Législation France : Arrêt cardiaque et défibrillateurs

Loi defibrillateur

Les défibrillateurs multiplient par 4 les chances de survivre à un arrêt cardiaque. En France, les pouvoirs publics se sont dotés  d’un arsenal législatif visant à sensibiliser le public sur cette question, notamment en autorisant les non médecins  à utiliser ces appareils. Cependant, ils sont encore relativement absents des lieux publics, et les français restent encore peu formés à son utilisation.

Le contexte législatif en France

Depuis le décret numéro 2007-705 du 4 mai 2007 : « Toute personne, même non médecin est habilitée à utiliser un défibrillateur automatisé externe répondant aux caractéristiques définies à l’article R.6311-14 ». Les simples citoyens sont désormais encouragés à intervenir s’ils sont confrontés à une personne présentant ces troubles. Cependant, le manque de formation quant à la conduite à tenir et aux gestes à adopter fait que les chances de survie restent minces en France, même si une amélioration constante est notée chaque année. On estime que seulement 4 % des victimes d’arrêt cardiaque en France ont pu bénéficier d’un défibrillateur en 2013. Seuls 6 % des gares en sont pourvues, 13 % des infrastructures sportives et 48 % des cabinets de médecins. Les centres commerciaux en revanche sont bien équipés. Mais il est certain qu’il ne suffit pas d’avoir un défibrillateur à portée de main, encore faut il qu’il se trouve une personne formée à son utilisation. On observe de ce fait que le défibrillateur n’a été utilisé que dans 3 % des cas.

Obligations concernant les défibrillateurs en entreprise

Le code du travail impose aux employeurs d’organiser dans leur entreprise les soins d’urgence à administrer aux employés malades ou accidentés.

Ce que la loi impose à l’employeur

  • Selon l’article R4224-14 du Code du travail, l’employeur est tenu d’assurer la santé de ses salariés et sa responsabilité peut être engagée en cas d’accident. Le chef d’entreprise doit mettre à la disposition le matériel de secours adapté aux risques : « les lieux de travail sont équipés d’un matériel de premier secours adapté à la nature des risques et facilement accessible. »
  • Obligation de signalisation du matériel de secours (art R.4224-23) : « Le matériel de premiers secours fait l’objet d’une signalisation par panneaux. »
  • L’article R.4224-15 stipule que « un membre du personnel reçoit la formation de secouriste nécessaire pour donner les premiers secours en cas d’urgence dans :
    • Chaque atelier où sont accomplis des travaux dangereux ;
    • Chaque chantier employant vingt travailleurs au moins pendant plus de quinze jours où sont réalisés des travaux dangereux.

Les travailleurs ainsi formés ne peuvent remplacer les infirmiers ».

Défibrillateur, quelles obligations pour l’employeur ?

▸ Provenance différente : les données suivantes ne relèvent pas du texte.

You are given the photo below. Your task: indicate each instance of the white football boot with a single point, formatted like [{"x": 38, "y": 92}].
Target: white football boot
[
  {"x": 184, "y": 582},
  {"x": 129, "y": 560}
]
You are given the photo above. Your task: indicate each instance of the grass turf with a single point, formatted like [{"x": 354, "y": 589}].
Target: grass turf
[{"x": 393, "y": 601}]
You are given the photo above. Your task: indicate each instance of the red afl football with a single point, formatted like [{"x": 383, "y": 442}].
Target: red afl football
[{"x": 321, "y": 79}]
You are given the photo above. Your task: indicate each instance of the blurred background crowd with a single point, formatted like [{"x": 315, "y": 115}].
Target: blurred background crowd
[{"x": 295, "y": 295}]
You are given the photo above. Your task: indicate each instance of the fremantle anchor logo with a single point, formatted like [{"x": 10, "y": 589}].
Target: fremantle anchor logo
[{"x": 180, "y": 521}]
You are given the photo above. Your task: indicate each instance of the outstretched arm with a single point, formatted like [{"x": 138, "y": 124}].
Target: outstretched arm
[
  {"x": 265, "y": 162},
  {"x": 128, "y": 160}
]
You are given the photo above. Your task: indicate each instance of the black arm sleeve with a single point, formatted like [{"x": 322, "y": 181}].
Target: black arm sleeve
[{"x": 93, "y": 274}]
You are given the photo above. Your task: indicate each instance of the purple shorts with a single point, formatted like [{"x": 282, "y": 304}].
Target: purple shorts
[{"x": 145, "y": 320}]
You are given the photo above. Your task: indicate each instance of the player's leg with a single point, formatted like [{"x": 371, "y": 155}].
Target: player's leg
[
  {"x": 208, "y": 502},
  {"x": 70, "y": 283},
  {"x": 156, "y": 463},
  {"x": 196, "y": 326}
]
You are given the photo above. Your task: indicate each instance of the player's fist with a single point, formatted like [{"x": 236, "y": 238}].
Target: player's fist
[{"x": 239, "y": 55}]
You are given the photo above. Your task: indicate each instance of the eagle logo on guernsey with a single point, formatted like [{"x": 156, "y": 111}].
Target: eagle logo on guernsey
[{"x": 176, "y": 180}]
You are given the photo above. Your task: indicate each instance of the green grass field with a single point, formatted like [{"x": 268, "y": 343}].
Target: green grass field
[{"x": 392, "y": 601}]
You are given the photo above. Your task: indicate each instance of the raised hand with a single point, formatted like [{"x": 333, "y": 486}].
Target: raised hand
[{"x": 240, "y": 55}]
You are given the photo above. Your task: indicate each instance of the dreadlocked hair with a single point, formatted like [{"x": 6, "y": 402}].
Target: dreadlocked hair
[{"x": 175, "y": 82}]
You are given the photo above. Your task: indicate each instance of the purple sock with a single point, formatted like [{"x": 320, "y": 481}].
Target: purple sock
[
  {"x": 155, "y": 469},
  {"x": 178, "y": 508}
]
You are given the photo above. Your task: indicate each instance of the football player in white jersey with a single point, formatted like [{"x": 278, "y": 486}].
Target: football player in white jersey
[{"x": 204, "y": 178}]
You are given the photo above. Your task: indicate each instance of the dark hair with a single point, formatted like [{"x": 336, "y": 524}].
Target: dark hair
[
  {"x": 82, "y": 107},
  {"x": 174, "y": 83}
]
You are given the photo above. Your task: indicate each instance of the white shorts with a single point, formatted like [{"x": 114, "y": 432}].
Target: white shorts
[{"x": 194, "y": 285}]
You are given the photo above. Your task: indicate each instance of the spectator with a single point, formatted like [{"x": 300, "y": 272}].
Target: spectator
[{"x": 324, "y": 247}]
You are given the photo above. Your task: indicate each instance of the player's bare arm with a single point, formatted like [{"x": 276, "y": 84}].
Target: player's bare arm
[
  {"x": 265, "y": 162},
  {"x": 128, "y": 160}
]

La Loi n’impose actuellement aucune obligation à l’employeur en ce qui concerne les défibrillateurs. Le médecin du travail doit évaluer la pertinence d’une telle implantation en fonction des risques spécifiques et des effectifs. Si la décision est prise, il doit assurer la formation du personnel amené à utiliser le défibrillateur. Le choix de l’emplacement de l’appareil doit prendre en compte de nombreux facteurs :

  • Le risque d’accident cardiaque peut être multiplié par la présence de nombreuses personnes de plus de 50 ans, ou avec des problèmes de santé particuliers, ateliers de travail qui exigent des efforts physiques importants, ou présentant des risques d’électrocution ou de noyade.
  • Les défibrillateurs ne supportant pas l’humidité ou la chaleur ils doivent être entreposés dans des endroits secs et ventilés.
  • Ils doivent être positionnés à proximité des dispositifs d’alerte.